Thursday, March 17, 2011

Most people would agree that having some military intelligence analyst in a room somewhere possibly read some of your personal emails is a small price to pay compared to the possible loss of life that could occur in a genuine terrorist attack. After all, if you have nothing to hide it will end at that.

For now the invasion of privacy is the only real threat to our civil liberties, at least for most people. You are still free to say whatever you want, you are still free to bear arms, and own property that is rightfully yours.

Warrantless foreign intelligence collection has been an established practice of the Executive Branch for decades. The Supreme Court has noted that warrantless electronic surveillance "has been sanctioned more or less continuously by various Presidents and Attorneys General since July 1946. Warrantless electronic surveillance has been used by the Executive to collect intelligence information since at least the mid-1800s" .
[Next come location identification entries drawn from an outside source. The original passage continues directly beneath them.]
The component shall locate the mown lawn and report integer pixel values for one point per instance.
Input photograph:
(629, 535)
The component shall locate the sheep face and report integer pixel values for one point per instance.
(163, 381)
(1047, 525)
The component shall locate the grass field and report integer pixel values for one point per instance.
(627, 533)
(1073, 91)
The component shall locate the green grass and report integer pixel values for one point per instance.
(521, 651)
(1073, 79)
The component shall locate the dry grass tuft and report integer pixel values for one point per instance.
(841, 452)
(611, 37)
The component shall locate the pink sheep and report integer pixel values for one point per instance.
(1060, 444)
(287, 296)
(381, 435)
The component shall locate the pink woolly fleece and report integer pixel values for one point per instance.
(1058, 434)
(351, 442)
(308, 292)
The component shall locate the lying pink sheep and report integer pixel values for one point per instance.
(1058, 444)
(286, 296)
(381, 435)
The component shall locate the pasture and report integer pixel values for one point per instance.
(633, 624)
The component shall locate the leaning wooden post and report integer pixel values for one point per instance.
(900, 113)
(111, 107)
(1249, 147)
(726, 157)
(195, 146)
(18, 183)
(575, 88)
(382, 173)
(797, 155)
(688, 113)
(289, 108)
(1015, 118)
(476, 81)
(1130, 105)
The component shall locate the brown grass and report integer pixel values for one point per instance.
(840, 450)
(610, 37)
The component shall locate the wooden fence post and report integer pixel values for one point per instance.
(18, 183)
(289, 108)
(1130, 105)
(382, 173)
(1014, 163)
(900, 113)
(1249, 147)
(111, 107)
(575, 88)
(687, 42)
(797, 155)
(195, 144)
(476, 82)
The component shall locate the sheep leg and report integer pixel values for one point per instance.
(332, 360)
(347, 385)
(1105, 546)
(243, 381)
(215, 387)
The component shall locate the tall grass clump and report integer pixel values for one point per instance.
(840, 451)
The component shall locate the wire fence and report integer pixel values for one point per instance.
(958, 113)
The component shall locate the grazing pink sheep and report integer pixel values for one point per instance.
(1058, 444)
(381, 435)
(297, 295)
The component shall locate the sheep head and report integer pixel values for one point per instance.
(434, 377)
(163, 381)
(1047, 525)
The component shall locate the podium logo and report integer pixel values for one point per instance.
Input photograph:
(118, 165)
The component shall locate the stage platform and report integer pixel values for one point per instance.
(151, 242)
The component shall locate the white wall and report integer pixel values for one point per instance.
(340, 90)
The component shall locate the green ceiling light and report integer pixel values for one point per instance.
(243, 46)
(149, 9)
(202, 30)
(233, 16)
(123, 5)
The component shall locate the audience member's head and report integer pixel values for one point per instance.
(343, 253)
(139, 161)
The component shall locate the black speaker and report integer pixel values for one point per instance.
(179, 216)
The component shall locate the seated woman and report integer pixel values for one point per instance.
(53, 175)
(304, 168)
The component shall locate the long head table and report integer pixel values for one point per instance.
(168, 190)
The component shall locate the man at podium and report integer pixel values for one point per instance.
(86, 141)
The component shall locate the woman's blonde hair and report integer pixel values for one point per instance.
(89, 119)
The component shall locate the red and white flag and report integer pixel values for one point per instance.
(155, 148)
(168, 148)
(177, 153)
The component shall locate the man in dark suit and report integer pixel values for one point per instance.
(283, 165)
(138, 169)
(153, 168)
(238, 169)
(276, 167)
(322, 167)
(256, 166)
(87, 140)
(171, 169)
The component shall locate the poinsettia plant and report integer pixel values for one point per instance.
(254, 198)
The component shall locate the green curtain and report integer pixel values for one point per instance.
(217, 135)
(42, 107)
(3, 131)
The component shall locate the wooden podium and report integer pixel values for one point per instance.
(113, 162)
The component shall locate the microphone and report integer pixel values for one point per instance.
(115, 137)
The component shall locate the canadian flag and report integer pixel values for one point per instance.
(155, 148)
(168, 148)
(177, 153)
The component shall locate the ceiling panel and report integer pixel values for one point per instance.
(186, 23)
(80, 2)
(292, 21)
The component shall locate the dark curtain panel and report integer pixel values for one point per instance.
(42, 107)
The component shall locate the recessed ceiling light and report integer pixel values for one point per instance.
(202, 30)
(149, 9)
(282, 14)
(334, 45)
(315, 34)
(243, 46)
In the December 2000 criminal prosecution of Osama Bin Laden for the first World Trade Center attack, the Court found that the Fourth Amendment warrant requirement did not apply to searches conducted on foreign nationals overseas - indeed, there was no mechanism for a judge in Manhattan to order a search or interception in Nairobi. But that is overseas. So if the wiretaps were done by the U.S. government against foreign targets overseas, everything would have been ok. But the revelations were that the government was targeting U.S. persons for intercepts based upon some "connection" to some overseas person.